Jurisdiction Over Coastal Shipping and Ports

Under the Canadian Constitution, ports and shipping fall under federal jurisdiction, particularly when it comes to interprovincial and international trade. However, provincial governments exercise significant regulatory authority over land use, environmental approvals, and infrastructure within their borders—such as pipeline routes and terminal developments. This can give coastal provinces practical leverage to delay, alter, or oppose projects they find objectionable, even if the final decision rests with federal authorities.

Can Coastal Provinces Deny Access?

Legally, provinces cannot outright deny another province access to tidewater for interprovincial trade, as this would contravene the principle of free movement of goods within Canada. The federal government has the constitutional authority to regulate trade and transportation that crosses provincial boundaries. However, provincial governments can impact the process through environmental reviews, local permitting, and political opposition, which can significantly delay or even halt projects. In practice, the cooperation of coastal provinces is essential for the smooth operation of tidewater shipping and the development of infrastructure such as pipelines and terminals.

The NDP Government in British Columbia and Opposition to Oil and Gas Projects

British Columbia, as a coastal province, has played a pivotal role in debates about oil and gas transportation, particularly under New Democratic Party (NDP) governments. The NDP in B.C. has often taken strong positions against large-scale oil and gas projects, citing environmental risks, Indigenous rights, and local opposition.

One of the most prominent examples is the opposition to the Trans Mountain pipeline expansion. The B.C. NDP government, elected in 2017, made the project a focal point of its environmental policy. The government raised concerns about the risk of oil spills, the impact on coastal ecosystems, and the lack of adequate consultation with Indigenous communities. It used its regulatory authority to launch court challenges, tighten environmental standards, and delay provincial permits, even as the federal government asserted its jurisdiction over the project.

Other projects, such as the Northern Gateway pipeline and various LNG (liquefied natural gas) proposals, have faced similar opposition from the B.C. NDP and allied groups.
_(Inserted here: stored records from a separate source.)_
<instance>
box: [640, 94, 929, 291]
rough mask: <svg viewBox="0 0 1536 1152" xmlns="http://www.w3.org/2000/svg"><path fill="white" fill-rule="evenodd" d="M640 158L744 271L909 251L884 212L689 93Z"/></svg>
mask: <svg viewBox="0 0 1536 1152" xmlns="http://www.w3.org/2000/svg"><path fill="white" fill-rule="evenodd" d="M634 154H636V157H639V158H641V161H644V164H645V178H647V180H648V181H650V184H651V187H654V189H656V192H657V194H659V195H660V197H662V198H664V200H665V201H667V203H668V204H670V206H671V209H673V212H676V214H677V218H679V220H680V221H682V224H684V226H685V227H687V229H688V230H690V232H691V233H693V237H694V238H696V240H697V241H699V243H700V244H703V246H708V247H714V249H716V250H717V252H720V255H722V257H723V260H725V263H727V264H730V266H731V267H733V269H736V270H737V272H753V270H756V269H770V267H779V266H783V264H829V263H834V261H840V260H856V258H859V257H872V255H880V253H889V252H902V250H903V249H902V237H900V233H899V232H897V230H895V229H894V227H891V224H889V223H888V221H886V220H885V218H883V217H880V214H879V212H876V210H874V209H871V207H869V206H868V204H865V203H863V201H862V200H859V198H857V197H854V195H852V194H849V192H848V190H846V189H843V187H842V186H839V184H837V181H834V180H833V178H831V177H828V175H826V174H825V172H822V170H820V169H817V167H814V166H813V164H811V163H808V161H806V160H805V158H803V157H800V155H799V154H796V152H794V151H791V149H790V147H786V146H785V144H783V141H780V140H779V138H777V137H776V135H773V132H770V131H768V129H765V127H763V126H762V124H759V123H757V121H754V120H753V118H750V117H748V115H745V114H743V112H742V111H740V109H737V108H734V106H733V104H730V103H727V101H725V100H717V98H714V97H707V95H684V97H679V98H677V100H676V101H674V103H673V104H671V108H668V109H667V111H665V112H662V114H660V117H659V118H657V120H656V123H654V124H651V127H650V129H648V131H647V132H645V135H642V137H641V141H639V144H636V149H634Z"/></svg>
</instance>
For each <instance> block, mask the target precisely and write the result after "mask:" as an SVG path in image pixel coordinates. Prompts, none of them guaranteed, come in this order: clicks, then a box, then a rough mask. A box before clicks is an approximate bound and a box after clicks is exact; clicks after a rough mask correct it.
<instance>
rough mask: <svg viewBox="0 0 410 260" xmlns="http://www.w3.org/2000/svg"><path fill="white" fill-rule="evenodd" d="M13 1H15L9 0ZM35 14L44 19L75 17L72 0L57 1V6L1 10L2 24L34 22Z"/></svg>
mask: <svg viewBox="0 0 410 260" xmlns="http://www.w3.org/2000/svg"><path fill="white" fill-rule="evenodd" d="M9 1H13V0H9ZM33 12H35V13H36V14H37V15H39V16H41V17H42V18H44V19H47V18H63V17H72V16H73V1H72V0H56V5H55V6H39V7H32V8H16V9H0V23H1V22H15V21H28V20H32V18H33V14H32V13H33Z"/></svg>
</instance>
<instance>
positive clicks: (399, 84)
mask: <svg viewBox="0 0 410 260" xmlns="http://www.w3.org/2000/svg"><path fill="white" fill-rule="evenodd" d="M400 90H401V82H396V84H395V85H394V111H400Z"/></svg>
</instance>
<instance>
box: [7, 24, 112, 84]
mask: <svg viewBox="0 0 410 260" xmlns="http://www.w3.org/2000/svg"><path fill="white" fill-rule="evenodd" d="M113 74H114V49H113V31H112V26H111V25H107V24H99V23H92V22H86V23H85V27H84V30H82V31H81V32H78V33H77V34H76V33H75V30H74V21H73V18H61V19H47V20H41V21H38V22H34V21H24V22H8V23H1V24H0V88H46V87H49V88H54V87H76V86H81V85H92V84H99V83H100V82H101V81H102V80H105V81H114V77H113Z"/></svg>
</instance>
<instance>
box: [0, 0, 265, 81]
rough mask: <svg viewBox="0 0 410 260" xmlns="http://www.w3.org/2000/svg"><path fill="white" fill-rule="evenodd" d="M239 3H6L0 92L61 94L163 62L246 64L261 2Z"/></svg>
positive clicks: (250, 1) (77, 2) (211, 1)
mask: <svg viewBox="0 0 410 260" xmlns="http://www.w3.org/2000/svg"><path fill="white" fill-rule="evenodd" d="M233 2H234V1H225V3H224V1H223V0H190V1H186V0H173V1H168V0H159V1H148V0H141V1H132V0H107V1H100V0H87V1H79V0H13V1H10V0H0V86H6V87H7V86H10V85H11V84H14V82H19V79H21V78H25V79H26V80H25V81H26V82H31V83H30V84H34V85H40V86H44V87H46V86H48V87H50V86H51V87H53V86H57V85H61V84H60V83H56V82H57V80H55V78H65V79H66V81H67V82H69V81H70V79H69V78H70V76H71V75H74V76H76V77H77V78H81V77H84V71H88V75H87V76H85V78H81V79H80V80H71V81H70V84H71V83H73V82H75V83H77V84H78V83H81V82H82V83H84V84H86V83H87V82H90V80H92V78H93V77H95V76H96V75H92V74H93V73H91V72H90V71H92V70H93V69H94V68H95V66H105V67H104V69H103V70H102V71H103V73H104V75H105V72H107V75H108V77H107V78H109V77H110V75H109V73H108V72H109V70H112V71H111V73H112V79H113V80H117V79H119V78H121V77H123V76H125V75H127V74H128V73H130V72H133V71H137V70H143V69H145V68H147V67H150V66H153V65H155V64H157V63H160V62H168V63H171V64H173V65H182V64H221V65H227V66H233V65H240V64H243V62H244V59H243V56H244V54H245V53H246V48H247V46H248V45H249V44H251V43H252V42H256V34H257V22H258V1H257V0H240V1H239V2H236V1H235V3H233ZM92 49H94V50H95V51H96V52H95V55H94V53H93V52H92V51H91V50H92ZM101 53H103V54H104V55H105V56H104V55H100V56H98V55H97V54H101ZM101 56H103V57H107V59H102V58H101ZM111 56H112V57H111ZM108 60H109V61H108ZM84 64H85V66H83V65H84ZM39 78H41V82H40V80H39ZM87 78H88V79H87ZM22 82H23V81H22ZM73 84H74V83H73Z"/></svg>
The provincial government has argued that the long-term environmental risks outweigh the short-term economic benefits and has sought to position B.C. as a leader in climate action and sustainable development. Now, British Columbia’s Premier David Eby has stated that any new oil pipeline from Alberta to BC’s west coast should not be allowed and is not in the national interest of Canadians.

Implications for Interprovincial Relations and National Policy

The tension between provincial and federal jurisdiction over tidewater access and energy transport highlights broader questions about Canadian federalism. Coastal provinces have a responsibility to recognize the economic needs of landlocked provinces but also have legitimate interests in protecting their environments and meeting local expectations. The history of B.C.’s NDP government illustrates how provincial politics can shape, challenge, or even block national infrastructure projects, making intergovernmental cooperation and negotiation essential.

Access to tidewater shipping is crucial for Canada’s resource-rich inland provinces, and while federal jurisdiction generally prevails over interprovincial trade, coastal provinces have significant influence over the practicalities of infrastructure development. The NDP government in British Columbia has demonstrated how provincial opposition—grounded in environmental, social, and political concerns—can affect national projects like Trans Mountain. This ongoing dynamic underscores the need for respectful, collaborative approaches to balancing economic development with environmental protection and Indigenous rights in Canada.